Discussion: It can be concluded that in spite of the search engines have been gained a score and ranked in this study but they are still far from ideals. It follows that the challenges related to evaluation of information retrieval efficiency, despite of using different search engines, implementation of various strategies and different ranking algorithms and methods of document indexing, has to be yet removed and they need more studies. It should be noted that the comparison of the results from this study with some prior findings indicates that neither of search engines can alone meet the required efficiency indicators.

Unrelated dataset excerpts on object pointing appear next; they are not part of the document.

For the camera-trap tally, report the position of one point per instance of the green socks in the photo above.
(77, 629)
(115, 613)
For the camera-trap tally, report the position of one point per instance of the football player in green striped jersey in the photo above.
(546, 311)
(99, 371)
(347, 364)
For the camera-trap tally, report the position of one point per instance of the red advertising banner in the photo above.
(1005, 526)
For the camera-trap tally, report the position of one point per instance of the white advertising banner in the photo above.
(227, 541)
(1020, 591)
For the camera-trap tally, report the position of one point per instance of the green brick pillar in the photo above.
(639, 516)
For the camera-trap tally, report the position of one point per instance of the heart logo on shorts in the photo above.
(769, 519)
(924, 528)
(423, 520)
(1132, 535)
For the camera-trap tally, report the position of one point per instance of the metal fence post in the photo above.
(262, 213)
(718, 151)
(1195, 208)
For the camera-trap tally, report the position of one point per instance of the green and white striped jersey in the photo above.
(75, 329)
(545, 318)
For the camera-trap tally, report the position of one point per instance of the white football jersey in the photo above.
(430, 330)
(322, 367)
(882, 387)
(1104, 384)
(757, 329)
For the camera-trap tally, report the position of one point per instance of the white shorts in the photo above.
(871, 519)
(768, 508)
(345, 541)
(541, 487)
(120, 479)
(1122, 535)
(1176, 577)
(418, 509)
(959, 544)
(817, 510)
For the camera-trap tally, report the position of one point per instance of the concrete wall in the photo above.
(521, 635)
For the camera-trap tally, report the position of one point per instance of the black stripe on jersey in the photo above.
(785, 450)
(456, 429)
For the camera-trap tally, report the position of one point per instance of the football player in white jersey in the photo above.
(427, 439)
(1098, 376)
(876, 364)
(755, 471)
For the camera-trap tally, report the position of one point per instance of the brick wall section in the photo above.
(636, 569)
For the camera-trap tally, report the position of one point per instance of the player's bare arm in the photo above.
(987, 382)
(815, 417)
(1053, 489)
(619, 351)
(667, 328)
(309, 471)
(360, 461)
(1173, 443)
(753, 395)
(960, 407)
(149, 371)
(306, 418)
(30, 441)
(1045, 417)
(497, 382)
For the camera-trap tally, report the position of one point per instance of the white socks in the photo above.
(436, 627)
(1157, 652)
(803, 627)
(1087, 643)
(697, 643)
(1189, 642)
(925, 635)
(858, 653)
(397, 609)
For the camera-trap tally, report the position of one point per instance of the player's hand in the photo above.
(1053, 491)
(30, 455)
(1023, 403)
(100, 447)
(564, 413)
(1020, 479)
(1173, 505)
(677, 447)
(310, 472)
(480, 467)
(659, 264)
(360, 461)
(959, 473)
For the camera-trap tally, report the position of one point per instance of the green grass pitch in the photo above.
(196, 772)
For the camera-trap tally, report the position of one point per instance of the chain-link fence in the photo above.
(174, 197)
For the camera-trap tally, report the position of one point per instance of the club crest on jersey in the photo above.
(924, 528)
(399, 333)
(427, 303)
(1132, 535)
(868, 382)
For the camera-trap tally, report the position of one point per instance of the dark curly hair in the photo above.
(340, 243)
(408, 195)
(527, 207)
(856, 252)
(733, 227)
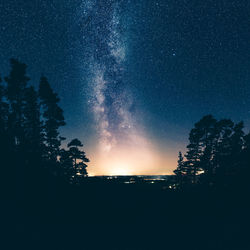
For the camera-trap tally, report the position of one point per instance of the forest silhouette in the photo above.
(50, 201)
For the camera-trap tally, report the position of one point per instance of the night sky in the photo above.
(134, 75)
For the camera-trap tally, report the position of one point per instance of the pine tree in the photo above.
(180, 170)
(16, 87)
(32, 124)
(78, 158)
(53, 119)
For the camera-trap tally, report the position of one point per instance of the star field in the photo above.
(134, 74)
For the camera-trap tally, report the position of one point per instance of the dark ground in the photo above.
(125, 216)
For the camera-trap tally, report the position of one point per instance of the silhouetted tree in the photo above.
(32, 124)
(216, 153)
(16, 87)
(78, 158)
(52, 119)
(180, 170)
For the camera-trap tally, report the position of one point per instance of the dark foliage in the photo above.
(217, 155)
(30, 143)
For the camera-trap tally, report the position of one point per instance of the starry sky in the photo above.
(134, 75)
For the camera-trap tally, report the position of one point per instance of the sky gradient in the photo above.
(134, 76)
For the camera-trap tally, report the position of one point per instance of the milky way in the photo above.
(104, 30)
(133, 76)
(106, 55)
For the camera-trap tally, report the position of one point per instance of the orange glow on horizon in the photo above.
(135, 156)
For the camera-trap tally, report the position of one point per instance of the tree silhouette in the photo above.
(216, 152)
(52, 119)
(32, 124)
(180, 170)
(78, 158)
(16, 86)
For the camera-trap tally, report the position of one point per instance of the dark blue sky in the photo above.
(139, 70)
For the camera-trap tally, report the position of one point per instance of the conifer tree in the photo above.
(53, 119)
(16, 87)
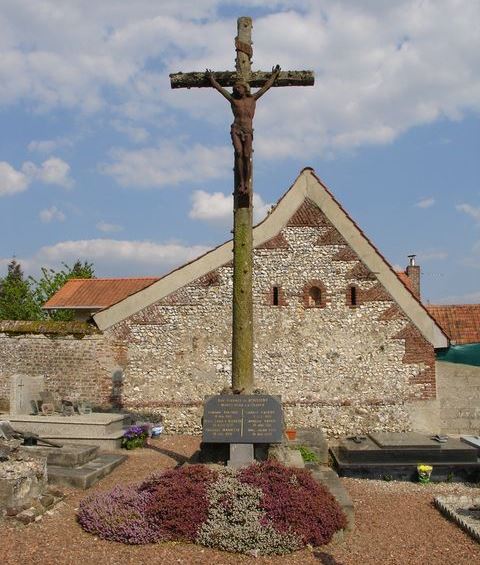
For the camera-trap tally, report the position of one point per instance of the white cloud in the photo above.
(167, 164)
(112, 257)
(47, 215)
(121, 253)
(136, 134)
(425, 203)
(467, 298)
(52, 171)
(49, 145)
(217, 207)
(470, 210)
(381, 67)
(108, 228)
(11, 180)
(432, 255)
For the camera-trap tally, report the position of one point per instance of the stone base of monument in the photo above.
(99, 429)
(74, 465)
(396, 456)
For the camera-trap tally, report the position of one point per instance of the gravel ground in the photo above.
(396, 523)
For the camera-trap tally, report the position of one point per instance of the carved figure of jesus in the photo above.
(243, 107)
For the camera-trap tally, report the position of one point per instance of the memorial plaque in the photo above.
(243, 418)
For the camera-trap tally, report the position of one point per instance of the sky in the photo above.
(101, 161)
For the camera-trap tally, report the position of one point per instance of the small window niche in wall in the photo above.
(352, 296)
(276, 296)
(314, 295)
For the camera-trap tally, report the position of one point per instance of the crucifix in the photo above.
(243, 108)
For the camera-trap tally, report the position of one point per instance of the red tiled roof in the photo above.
(461, 322)
(96, 293)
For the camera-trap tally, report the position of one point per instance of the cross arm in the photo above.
(228, 78)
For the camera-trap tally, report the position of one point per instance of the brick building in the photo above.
(341, 336)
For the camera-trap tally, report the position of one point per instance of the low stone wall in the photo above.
(459, 397)
(73, 357)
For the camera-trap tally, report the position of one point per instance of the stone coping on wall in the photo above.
(47, 327)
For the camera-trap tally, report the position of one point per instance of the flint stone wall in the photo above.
(346, 368)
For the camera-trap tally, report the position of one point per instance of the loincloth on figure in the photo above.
(241, 131)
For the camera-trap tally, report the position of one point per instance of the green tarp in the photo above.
(466, 354)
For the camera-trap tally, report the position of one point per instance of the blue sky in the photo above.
(100, 160)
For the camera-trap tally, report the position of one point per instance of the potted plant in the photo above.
(291, 433)
(135, 436)
(424, 473)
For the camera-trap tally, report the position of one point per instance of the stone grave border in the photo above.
(449, 506)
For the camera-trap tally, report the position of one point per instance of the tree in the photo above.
(17, 300)
(51, 281)
(22, 299)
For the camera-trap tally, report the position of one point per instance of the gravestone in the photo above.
(24, 389)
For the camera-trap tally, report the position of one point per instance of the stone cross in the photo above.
(243, 107)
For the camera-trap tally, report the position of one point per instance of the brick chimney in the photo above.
(413, 273)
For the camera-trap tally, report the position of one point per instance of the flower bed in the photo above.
(266, 509)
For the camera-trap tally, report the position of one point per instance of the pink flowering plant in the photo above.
(135, 436)
(266, 509)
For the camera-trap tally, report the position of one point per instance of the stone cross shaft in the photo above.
(243, 107)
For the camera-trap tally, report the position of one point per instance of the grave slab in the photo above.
(24, 389)
(69, 455)
(405, 440)
(84, 476)
(474, 441)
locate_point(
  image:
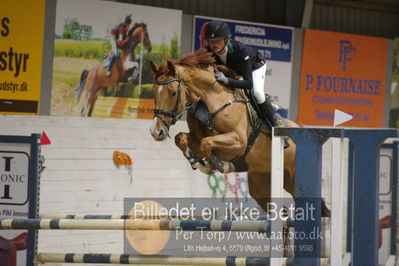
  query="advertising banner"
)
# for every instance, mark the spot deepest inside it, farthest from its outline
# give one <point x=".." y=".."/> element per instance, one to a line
<point x="275" y="45"/>
<point x="394" y="112"/>
<point x="18" y="196"/>
<point x="102" y="51"/>
<point x="21" y="45"/>
<point x="345" y="72"/>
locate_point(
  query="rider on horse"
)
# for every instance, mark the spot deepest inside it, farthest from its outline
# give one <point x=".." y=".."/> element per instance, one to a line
<point x="118" y="37"/>
<point x="246" y="61"/>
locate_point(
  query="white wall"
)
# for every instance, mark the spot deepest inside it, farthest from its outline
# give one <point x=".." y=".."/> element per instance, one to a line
<point x="81" y="178"/>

Thus, given the different indicators the users have to assign their queries to the search engines. On the one hand, designing the specific search engines with regard to diversity, extent and lexical relationship in the different domains of sciences is very necessary. On the other hand, it is the time to use various patterns such as visual searching, using multilingual thesaurus, retrieving based on weighed indexing in the interface of both specific and general search engines.